AllRequestBodies	Metadata + bodies for all verbs (high volume; investigation clusters only).
None	Disables audit logging (not advised outside ephemeral test clusters).

Bodies for OAuth access-token requests are always excluded.

5 Practical Use Cases

5.1 Threat Detection

Use Case	Example Log Condition (metadata only unless noted)	MITRE ATT&CK Technique
ClusterRoleBinding → cluster-admin	`verb="create"` and `resource="clusterrolebindings"`request body needed for `roleRef`	T1098.006
Secret access by unknown principal	`verb="get"` and `resource="secrets"` and user ∉ allowlist	T1552.007
Pod exec by unauthorised user	`verb="create"` and `subresource="exec"` and user ∉ `allowed_exec_users`	T1059
Port-forward in sensitive namespace	`verb="create"` and `subresource="portforward"` and namespace ∈ (`prod`,`finance`)	T1572

5.2 Incident Investigation

Timeline reconstruction – ordered list of suspect actions.
Scope analysis – namespaces/resources touched.
Impact assessment – confirmation of data exposure or alteration.

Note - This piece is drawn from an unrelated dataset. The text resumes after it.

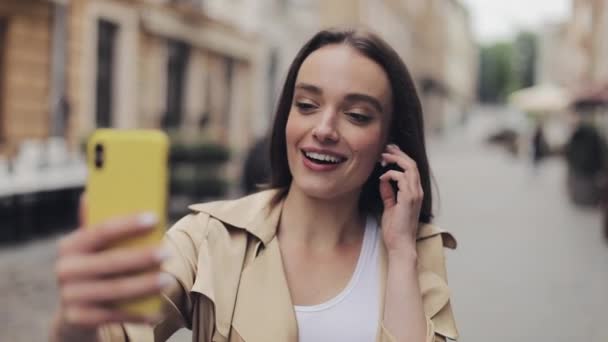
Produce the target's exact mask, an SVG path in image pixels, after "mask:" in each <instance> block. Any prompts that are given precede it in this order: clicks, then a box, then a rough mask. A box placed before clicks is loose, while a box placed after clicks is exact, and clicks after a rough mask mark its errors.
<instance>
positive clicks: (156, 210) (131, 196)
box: [85, 129, 169, 313]
mask: <svg viewBox="0 0 608 342" xmlns="http://www.w3.org/2000/svg"><path fill="white" fill-rule="evenodd" d="M99 146H102V149H103V153H102V163H101V165H99V164H98V162H96V158H98V151H96V150H97V149H98V148H99ZM168 150H169V143H168V138H167V136H166V135H165V134H164V133H162V132H160V131H154V130H114V129H100V130H97V131H96V132H95V133H94V134H93V135H92V136H91V138H90V139H89V141H88V144H87V165H88V172H89V174H88V180H87V186H86V187H87V188H86V200H87V206H86V207H87V211H86V213H85V215H86V223H87V227H94V226H95V225H96V224H98V223H101V222H104V221H107V220H108V219H112V218H121V217H125V216H129V215H133V214H139V213H142V212H153V213H155V214H156V215H157V217H158V221H159V222H158V225H157V227H155V229H154V230H153V231H151V232H150V233H149V234H147V235H145V236H143V237H138V238H136V239H130V240H126V241H122V242H120V243H118V244H116V245H115V247H117V248H123V247H128V248H137V247H145V246H152V245H159V244H160V242H161V240H162V238H163V236H164V233H165V229H166V216H167V215H166V214H167V203H166V202H167V188H168V172H167V168H168V165H167V162H168ZM122 307H124V308H125V309H127V310H129V311H131V312H138V313H150V312H155V311H157V310H158V309H159V308H160V299H159V298H152V297H151V298H147V299H143V300H139V301H136V302H131V303H127V304H125V305H122Z"/></svg>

5.3 Compliance & Monitoring

Audit logs supply immutable evidence for PCI DSS, GDPR, ISO 27001 and similar frameworks by demonstrating:

Controlled privileged activity.
Complete change-management history.
Continuous access-control enforcement.

6 Key Strategies for Using Audit Logs Effectively

a. Establish Baselines

Map normal API usage by identity, resource, time, and IP.
Catalogue legitimate secret-read patterns and SCC exceptions.

b. Tune Alerting & Detection

Tier 1 - Must Investigate

Cluster-admin or other high-privilege role changes.
Cross-namespace secret reads by non-infra accounts.
ClusterRoleBindings for service accounts outside ArgoCD scope.
API activity from unknown IP ranges or geolocations.

Tier 2 - Needs Triage

New ServiceAccounts in production namespaces.
RBAC changes by unauthorised actors.
Repeated 403 responses on sensitive resources.
Deployments initiated by unrecognised identities.

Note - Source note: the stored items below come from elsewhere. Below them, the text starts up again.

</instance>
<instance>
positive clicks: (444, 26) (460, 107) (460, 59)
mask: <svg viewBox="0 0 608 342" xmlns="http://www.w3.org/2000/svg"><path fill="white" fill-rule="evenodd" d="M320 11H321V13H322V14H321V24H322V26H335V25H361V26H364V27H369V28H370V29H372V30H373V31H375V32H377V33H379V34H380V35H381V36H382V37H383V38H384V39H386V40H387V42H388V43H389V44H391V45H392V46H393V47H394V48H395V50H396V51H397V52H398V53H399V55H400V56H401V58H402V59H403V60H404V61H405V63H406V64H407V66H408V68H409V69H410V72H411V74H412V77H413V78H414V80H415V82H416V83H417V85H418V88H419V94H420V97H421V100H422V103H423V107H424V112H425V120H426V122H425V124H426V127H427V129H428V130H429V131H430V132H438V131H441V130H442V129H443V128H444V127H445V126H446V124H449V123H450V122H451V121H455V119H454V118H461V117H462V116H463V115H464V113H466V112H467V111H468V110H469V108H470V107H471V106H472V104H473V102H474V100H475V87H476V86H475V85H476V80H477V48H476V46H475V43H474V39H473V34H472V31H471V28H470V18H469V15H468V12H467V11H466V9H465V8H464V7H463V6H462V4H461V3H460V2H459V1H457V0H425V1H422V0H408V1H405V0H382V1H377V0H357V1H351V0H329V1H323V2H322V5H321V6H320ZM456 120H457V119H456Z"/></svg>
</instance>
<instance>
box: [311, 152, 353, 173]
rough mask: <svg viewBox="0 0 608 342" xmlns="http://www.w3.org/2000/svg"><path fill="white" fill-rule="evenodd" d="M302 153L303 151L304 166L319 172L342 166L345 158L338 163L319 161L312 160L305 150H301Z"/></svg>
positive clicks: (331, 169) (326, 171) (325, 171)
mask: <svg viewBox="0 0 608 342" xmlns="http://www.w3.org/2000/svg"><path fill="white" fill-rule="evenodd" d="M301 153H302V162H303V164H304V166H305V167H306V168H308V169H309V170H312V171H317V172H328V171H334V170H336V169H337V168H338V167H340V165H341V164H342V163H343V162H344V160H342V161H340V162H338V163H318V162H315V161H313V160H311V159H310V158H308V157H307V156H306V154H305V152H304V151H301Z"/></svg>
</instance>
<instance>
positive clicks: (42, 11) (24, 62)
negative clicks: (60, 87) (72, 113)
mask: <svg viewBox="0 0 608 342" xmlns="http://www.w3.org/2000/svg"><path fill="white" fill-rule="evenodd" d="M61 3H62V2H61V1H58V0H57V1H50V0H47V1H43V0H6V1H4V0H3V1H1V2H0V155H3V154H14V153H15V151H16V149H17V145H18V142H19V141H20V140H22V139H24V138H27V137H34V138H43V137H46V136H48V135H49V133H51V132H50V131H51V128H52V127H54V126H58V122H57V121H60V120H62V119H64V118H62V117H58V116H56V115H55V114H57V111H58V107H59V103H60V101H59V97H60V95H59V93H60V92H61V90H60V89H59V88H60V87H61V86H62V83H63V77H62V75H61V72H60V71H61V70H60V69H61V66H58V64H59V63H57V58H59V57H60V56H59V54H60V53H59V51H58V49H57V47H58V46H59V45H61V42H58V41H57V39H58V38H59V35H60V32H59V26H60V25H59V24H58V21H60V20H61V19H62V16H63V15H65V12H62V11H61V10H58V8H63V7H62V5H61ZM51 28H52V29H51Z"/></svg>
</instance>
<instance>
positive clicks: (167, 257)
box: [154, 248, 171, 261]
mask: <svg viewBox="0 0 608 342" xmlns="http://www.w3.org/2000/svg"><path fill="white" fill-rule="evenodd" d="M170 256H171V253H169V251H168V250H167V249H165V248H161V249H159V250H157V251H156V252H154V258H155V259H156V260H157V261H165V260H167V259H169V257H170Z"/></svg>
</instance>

c. Integrate with MITRE ATT&CK

Annotate every rule with its ATT&CK technique.

d. Automate & Enrich Investigations

Forward logs to SIEM/SOAR, enrich with asset inventory, identity context, and threat intel.

7 Challenges and Best Practices

Challenge	Mitigation
Volume & Noise	Focused audit policies; metadata-only profile in production.
Retention & Integrity	WORM storage, integrity hashing, regulatory retention adherence.
Privacy	Avoid request-body profiles except when required; sensitive bodies never logged.
Continuous Tuning	Re-baseline thresholds after platform upgrades or organisational changes.

8 Summary

With correct profile selection, well-maintained baselines and tiered detection logic, OpenShift audit logs enable SOC teams to detect threats quickly, investigate incidents thoroughly, and satisfy compliance mandates confidently.

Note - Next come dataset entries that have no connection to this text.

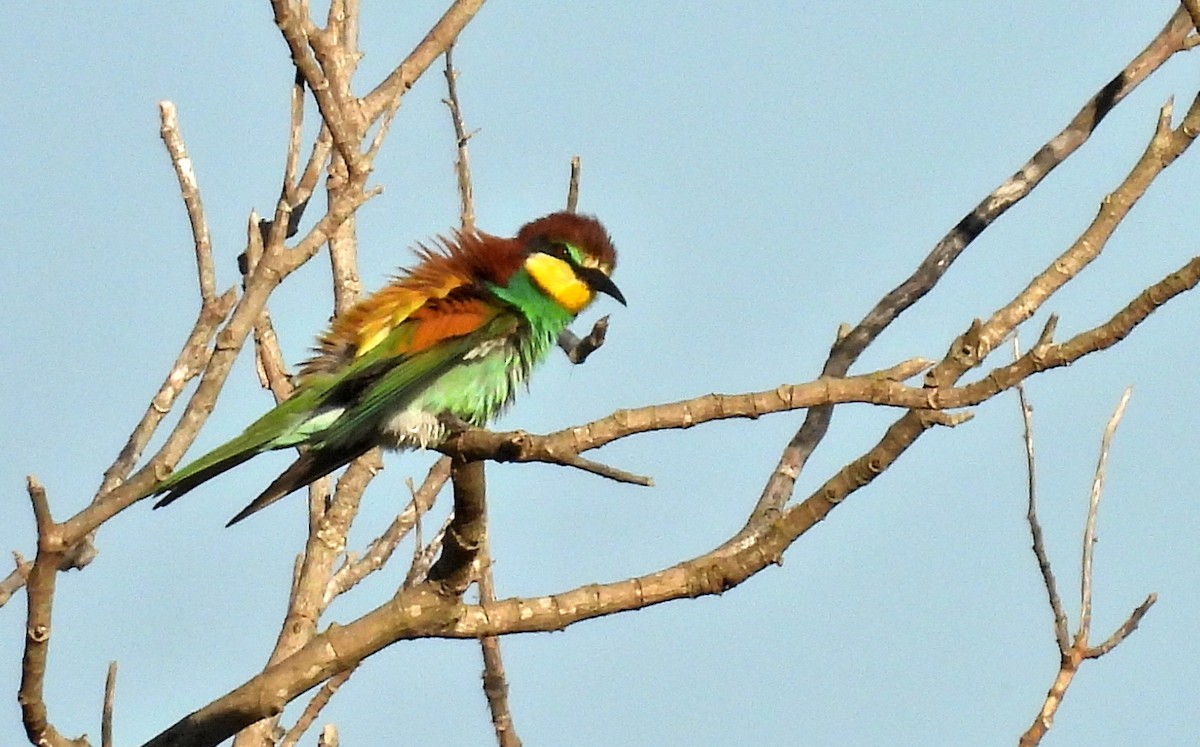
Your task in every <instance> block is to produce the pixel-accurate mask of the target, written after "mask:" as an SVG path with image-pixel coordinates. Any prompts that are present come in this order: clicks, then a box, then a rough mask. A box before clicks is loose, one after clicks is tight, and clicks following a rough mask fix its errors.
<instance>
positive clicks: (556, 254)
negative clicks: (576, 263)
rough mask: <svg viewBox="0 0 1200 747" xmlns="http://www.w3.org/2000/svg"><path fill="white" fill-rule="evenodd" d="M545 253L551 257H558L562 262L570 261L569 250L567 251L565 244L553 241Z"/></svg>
mask: <svg viewBox="0 0 1200 747" xmlns="http://www.w3.org/2000/svg"><path fill="white" fill-rule="evenodd" d="M546 253H548V255H550V256H551V257H558V258H559V259H562V261H563V262H571V252H570V251H568V249H566V244H562V243H559V241H553V243H551V245H550V251H548V252H546Z"/></svg>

Appendix – Leveraging `sourceIPs` for Threat Detection

Scenario	Indicator example
Expected – automation	`sourceIPs=["10.44.0.25"]` (known CI runner)
Suspicious – external	`sourceIPs=["198.51.100.100"]` (public IP)
Policy violation	Human user origin IP in a GitOps-only production cluster

Best-Practice Checklist

Baseline identities, IPs, and workloads.
Continuously compare events against baselines.
Prioritise privilege escalation, secret access, interactive pod actions.
Correlate related events for lateral-movement insight.
Align detections with ATT&CK techniques.
Automate where feasible; retain manual review where needed.
Document findings and share across SOC / platform teams.
Re-baseline after significant environment changes.
Test detection logic via controlled attack simulations.